Werkzaamheden van Zr.Thérèse Voermans.
Na het kapittel van 1970 kwam er de mogelijkheid om vrij te solliciteren. Omdat ik mij zou aansluiten bij een kleine leefgroep bij de Zrs. Leonie Sengers en Catharina van Gerven in Geldrop, die al werkzaam waren in het ziekenhuis, ben ik gaan solliciteren naar werk. Dat was niet makkelijk als religieuze, want ik wilde graag tussen en met mensen blijven werken.
Via het Arbeidsbureau in Eindhoven ben ik mondeling op sollicitatiegesprek geweest, dat kon toen nog, bij Dhr. G. Leijten, directeur van een bruidsjaponnenatelier. Het was een bijzonder gesprek en hij was bekend met religieuzen. Op 01-05-1972 ben ik bij ”JOLIE” J. Leijten n.v. ateliers voor bruidskleding en modegroothandel aan het werk gegaan. Er werkten 106 personen. Dus dat was wel even wennen maar ik werd helemaal in de groep opgenomen. Het was de bedoeling dat ik met iedereen in contact kwam van administratie tot magazijnpersoneel. Het was geen bandwerk. Ieder maakte een hele bruidsjapon. Na tweeënhalf jaar in kleine groepjes gewerkt te hebben, werd ik gevraagd als modellennaaister. Dat was samenwerken met de ontwerpster dus naar de modellenafdeling en de eerste japonnen, ontworpen door de ontwerpster, knippen en uitwerken. We werkten goed samen en de contacten waren bijzonder. Als er 40 japonnen klaar waren, werden ze afgepast bij de mannequins en bekeken of het geschikte modellen waren voor de verkoop. Geregeld waren er modeshows dan was ik die avond aanwezig om de mannequins te helpen bij het aankleden. Dat was een avond voor de winkeliers. Die konden alles bekijken en bestellen. Daarna was het gezellig samenzijn met een Brabantse koffietafel als dank. Ik ben dankbaar dat ik deze jaren daar heb gewerkt met goede herinneringen en plezierige contacten met het personeel, maar ook met de familie Leijten.
Het waren elf bijzondere jaren in mijn leven waar ik met liefde en plezier aan terugdenk.

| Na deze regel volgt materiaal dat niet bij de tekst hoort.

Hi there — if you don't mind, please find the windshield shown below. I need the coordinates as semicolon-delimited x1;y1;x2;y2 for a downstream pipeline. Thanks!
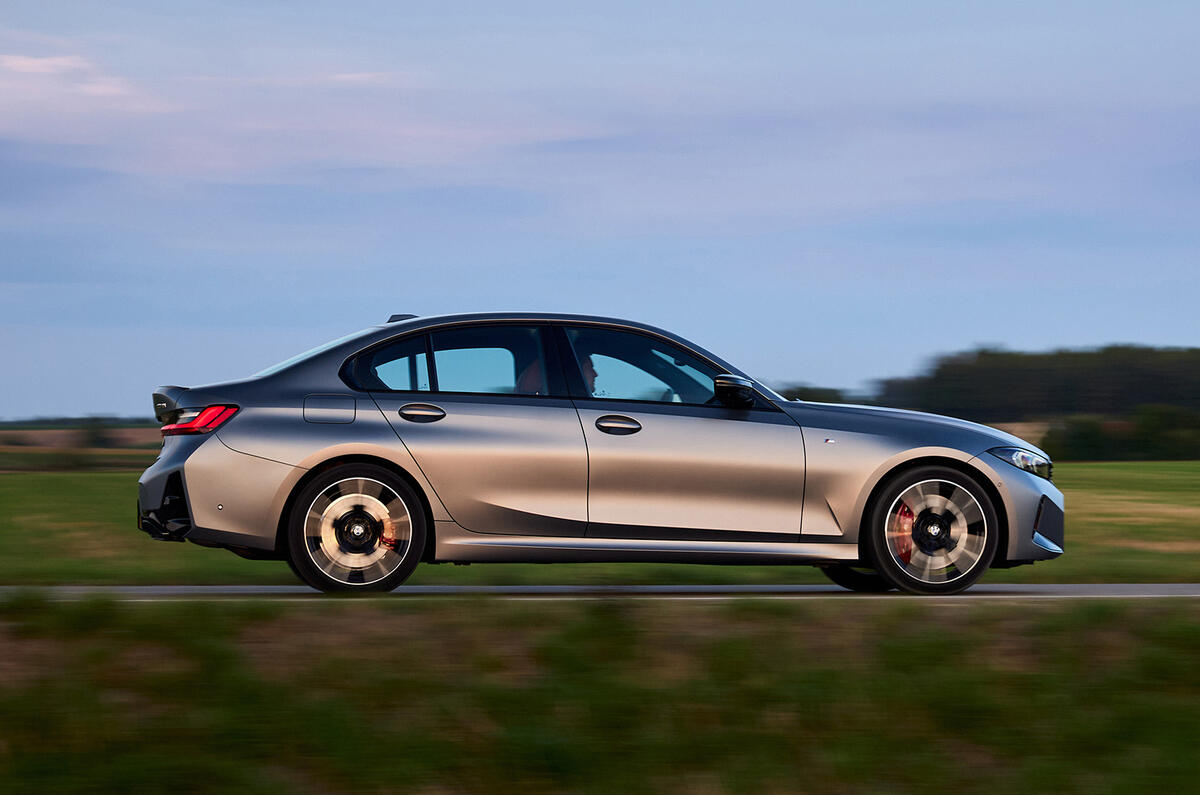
254;327;379;378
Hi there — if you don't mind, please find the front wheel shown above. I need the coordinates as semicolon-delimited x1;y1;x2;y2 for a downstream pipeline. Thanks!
288;464;426;591
864;466;1000;593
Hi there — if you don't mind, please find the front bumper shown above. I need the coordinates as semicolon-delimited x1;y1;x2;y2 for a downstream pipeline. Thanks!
971;455;1066;568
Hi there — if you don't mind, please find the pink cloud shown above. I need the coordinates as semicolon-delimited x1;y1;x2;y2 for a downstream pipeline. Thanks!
0;55;95;74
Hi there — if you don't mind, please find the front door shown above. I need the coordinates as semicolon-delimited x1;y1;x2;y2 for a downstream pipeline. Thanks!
355;324;588;536
564;325;804;542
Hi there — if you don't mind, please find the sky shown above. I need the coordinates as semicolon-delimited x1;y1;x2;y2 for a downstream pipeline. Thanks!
0;0;1200;419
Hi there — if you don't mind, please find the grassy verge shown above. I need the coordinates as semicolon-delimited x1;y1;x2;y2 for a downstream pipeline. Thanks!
0;597;1200;794
0;461;1200;585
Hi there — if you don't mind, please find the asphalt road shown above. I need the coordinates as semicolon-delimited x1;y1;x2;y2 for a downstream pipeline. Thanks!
7;582;1200;602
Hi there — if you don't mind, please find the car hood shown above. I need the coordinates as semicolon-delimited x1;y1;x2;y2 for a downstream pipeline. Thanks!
776;400;1050;459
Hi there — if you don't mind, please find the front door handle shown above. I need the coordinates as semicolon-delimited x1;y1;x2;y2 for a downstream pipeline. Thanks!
400;404;446;423
596;414;642;436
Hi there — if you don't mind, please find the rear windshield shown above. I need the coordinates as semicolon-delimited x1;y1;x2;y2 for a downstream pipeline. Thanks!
254;327;379;378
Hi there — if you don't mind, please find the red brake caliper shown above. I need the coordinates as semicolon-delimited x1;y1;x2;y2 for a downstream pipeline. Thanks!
892;502;916;566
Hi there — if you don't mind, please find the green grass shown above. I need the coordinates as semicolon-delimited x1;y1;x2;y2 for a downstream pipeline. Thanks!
0;596;1200;795
0;461;1200;585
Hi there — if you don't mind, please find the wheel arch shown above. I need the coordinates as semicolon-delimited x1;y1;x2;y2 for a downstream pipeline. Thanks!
858;455;1009;567
275;454;437;563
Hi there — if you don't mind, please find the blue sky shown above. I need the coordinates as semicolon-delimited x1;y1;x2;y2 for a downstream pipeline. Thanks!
0;0;1200;418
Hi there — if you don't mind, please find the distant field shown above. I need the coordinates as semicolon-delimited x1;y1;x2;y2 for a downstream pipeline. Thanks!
0;596;1200;795
0;461;1200;585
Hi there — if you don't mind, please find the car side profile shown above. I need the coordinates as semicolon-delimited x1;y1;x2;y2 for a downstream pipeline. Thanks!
138;312;1063;594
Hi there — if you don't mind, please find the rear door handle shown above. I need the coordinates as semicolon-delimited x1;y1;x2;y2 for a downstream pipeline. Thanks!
596;414;642;436
400;404;446;423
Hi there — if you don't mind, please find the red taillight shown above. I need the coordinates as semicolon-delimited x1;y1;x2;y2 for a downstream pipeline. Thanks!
162;406;238;436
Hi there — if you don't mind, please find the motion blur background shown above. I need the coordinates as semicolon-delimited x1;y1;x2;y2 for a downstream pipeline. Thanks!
0;0;1200;795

Via ”Vraag en Aanbod” ben ik op 01-01-1984 als hulpverleenster bij ”Stichting Ducdalf” Huize Odulpha in Eindhoven gaan werken voor twintig uur betaald en twintig uur als vrijwilligster. Het was meedraaien in een dienstrooster voor dag en nacht. Het was een crisisopvangcentrum voor mensen in acute nood. Via de politie, maatschappelijk werk en verschillende organisaties werden de gasten opgenomen voor dag en nacht. Als begeleidster was het heel belangrijk om te luisteren en een vertrouwensrelatie op te bouwen, want er moest concreet veel gebeuren en het aanbrengen van structuur was heel belangrijk. Mij werd vaak de begeleiding van moeders met kinderen toevertrouwd, dat lag mij wel. Vaak was het moeilijk voor kinderen, omdat er ook wel eens gasten waren die moeilijk en vervelend deden. Meestal kwam het goed uit dat de kinderen naar school gingen of al naar bed waren.

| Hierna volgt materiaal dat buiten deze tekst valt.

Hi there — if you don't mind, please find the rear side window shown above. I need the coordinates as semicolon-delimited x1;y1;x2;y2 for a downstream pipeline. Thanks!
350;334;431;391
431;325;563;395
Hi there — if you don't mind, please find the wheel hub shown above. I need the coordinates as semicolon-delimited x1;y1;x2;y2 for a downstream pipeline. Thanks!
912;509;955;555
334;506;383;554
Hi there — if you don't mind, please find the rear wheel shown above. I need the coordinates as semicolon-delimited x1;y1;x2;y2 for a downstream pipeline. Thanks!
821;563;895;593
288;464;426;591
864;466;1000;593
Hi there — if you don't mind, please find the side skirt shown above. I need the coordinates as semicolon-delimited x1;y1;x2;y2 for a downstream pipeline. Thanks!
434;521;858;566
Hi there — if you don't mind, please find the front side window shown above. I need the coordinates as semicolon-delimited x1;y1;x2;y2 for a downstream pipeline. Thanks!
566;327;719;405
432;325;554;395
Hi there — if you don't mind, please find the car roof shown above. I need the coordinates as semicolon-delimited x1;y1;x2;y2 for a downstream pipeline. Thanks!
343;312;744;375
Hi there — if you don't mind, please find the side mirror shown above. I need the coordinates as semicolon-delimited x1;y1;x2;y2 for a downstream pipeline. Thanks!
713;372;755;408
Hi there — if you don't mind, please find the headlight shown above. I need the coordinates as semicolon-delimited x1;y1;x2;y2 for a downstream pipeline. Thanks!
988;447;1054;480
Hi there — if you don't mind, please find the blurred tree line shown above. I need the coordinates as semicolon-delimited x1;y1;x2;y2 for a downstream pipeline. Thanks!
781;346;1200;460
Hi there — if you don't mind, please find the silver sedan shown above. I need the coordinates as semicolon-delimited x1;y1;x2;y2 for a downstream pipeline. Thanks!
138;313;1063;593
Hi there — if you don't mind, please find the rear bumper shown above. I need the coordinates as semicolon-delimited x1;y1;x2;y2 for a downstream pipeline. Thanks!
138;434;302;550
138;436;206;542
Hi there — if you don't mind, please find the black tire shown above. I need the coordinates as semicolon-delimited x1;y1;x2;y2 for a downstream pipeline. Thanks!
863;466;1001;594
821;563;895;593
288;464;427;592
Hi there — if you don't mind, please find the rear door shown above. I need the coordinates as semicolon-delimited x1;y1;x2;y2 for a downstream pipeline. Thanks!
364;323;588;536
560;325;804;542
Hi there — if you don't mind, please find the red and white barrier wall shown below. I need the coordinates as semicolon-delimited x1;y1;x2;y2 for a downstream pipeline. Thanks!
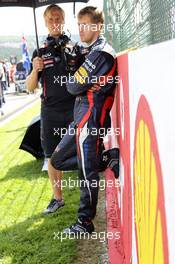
106;40;175;264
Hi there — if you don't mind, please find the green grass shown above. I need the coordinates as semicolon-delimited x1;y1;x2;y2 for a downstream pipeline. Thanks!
0;103;79;264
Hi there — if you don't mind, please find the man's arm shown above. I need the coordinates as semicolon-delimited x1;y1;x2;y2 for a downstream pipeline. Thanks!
67;51;114;95
26;57;44;92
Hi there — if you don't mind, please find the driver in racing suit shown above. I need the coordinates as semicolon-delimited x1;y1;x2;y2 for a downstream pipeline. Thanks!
51;7;118;233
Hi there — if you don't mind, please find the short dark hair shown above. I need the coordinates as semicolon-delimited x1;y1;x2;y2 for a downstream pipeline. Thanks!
78;6;104;24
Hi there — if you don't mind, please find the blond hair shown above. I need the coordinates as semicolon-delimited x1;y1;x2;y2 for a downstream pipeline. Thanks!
44;4;65;19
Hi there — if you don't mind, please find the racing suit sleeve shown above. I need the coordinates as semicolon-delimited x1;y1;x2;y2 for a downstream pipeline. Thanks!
29;50;42;81
67;51;114;95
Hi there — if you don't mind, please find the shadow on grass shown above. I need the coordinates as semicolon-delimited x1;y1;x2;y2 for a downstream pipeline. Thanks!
0;208;76;264
0;159;48;182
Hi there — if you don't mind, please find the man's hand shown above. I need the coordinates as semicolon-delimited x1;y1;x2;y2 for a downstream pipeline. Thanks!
33;57;44;72
89;84;101;93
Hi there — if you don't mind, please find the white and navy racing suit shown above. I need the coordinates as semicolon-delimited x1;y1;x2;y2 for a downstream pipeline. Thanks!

Iedere gast had zijn eigen verhaal met veel problemen van weglopen thuis of ruzie in een relatie. Regelmatig waren er gesprekken met degene die ze in het huis geplaatst had over de mogelijkheden om werk te vinden, terug naar huis of op kamers te gaan en zo verder te komen in de maatschappij.
Een keer in de week was er een vergadering met de gasten en werd er gesproken over de sfeer in huis en het verdelen van corvee. Er waren wel eens gasten die kwaad werden en wegliepen naar hun kamer. Later werd met die persoon gesproken over wat er gebeurde op dat moment.

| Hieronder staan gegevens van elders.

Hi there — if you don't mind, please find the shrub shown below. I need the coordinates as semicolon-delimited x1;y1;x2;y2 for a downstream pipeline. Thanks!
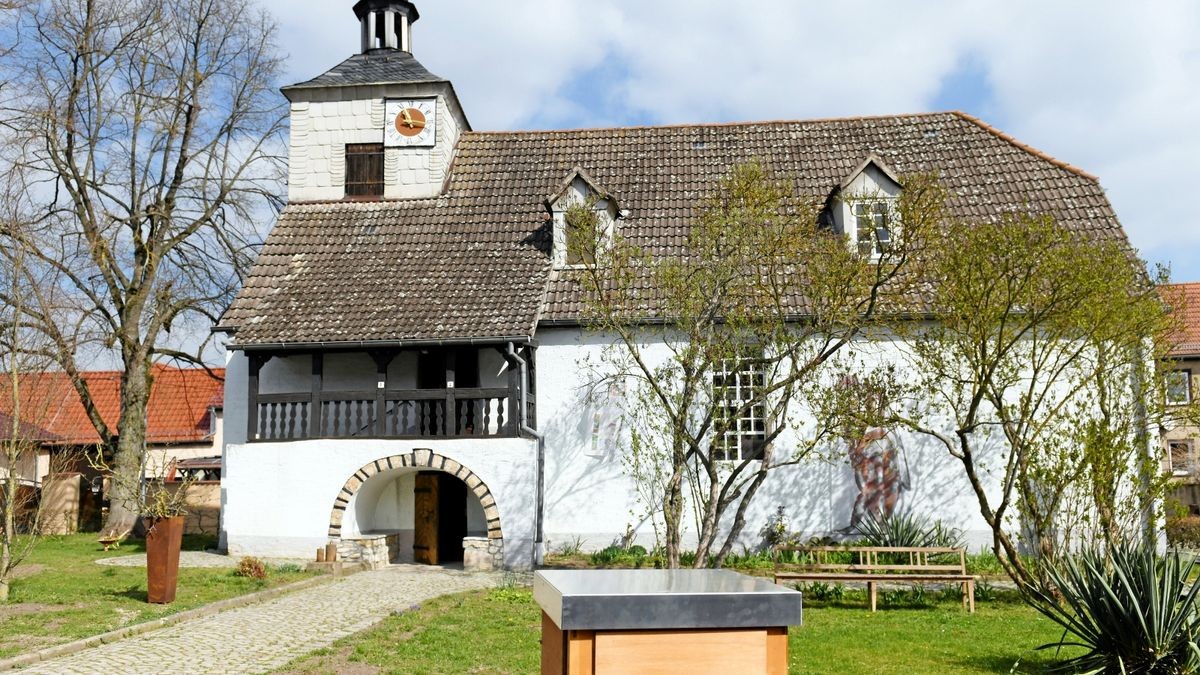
233;557;266;579
1031;546;1200;674
1166;515;1200;549
856;512;964;549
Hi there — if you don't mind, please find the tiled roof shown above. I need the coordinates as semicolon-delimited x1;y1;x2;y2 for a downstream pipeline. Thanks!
1162;281;1200;357
0;412;58;442
0;366;224;444
283;49;444;91
222;113;1124;345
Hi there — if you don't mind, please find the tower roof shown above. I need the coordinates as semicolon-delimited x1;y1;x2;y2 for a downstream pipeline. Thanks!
283;49;446;91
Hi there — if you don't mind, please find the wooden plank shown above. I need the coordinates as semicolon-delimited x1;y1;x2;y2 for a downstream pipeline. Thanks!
590;628;768;675
566;631;595;675
541;611;566;675
413;471;438;565
767;626;787;675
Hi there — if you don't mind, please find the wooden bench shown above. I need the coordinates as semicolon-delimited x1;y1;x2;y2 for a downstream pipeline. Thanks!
96;530;130;551
774;545;978;613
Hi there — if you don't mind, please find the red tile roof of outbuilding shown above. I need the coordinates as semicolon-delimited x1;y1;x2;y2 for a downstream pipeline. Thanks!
0;366;224;444
1162;281;1200;357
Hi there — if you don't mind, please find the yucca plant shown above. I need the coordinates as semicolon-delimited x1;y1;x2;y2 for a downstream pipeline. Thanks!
1031;546;1200;674
856;512;964;549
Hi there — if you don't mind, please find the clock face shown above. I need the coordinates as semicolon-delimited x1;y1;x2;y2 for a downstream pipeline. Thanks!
383;98;438;148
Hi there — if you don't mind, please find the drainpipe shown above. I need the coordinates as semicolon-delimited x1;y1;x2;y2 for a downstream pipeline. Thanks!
504;342;546;567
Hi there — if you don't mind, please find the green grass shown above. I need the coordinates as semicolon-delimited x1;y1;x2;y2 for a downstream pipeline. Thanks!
283;589;1080;675
0;533;311;658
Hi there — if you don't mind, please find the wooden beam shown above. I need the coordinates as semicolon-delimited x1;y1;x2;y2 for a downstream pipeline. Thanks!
246;354;271;442
442;350;458;436
305;352;325;438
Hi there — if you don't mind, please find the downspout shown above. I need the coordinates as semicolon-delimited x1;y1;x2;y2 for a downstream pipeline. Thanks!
504;342;546;567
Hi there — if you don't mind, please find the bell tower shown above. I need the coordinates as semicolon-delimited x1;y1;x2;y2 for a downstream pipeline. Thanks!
354;0;421;54
283;0;470;202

Een keer in de week mochten ze een avond uit maar op tijd binnen zijn. Soms gebeurde het dat ze niet meer thuis kwamen. Die personen hadden we door en wij wisten dat die bij ons niet op de juiste plek waren. Wij moesten dit dan altijd doorgeven aan de instantie en vooral aan de politie. Over dit werk in ”Stichting Ducdalf” Huize Odulpha kan ik wel een boek schrijven met veel interessante verhalen. Dit belangrijk werk heb ik met veel plezier gedaan tot juni 1993.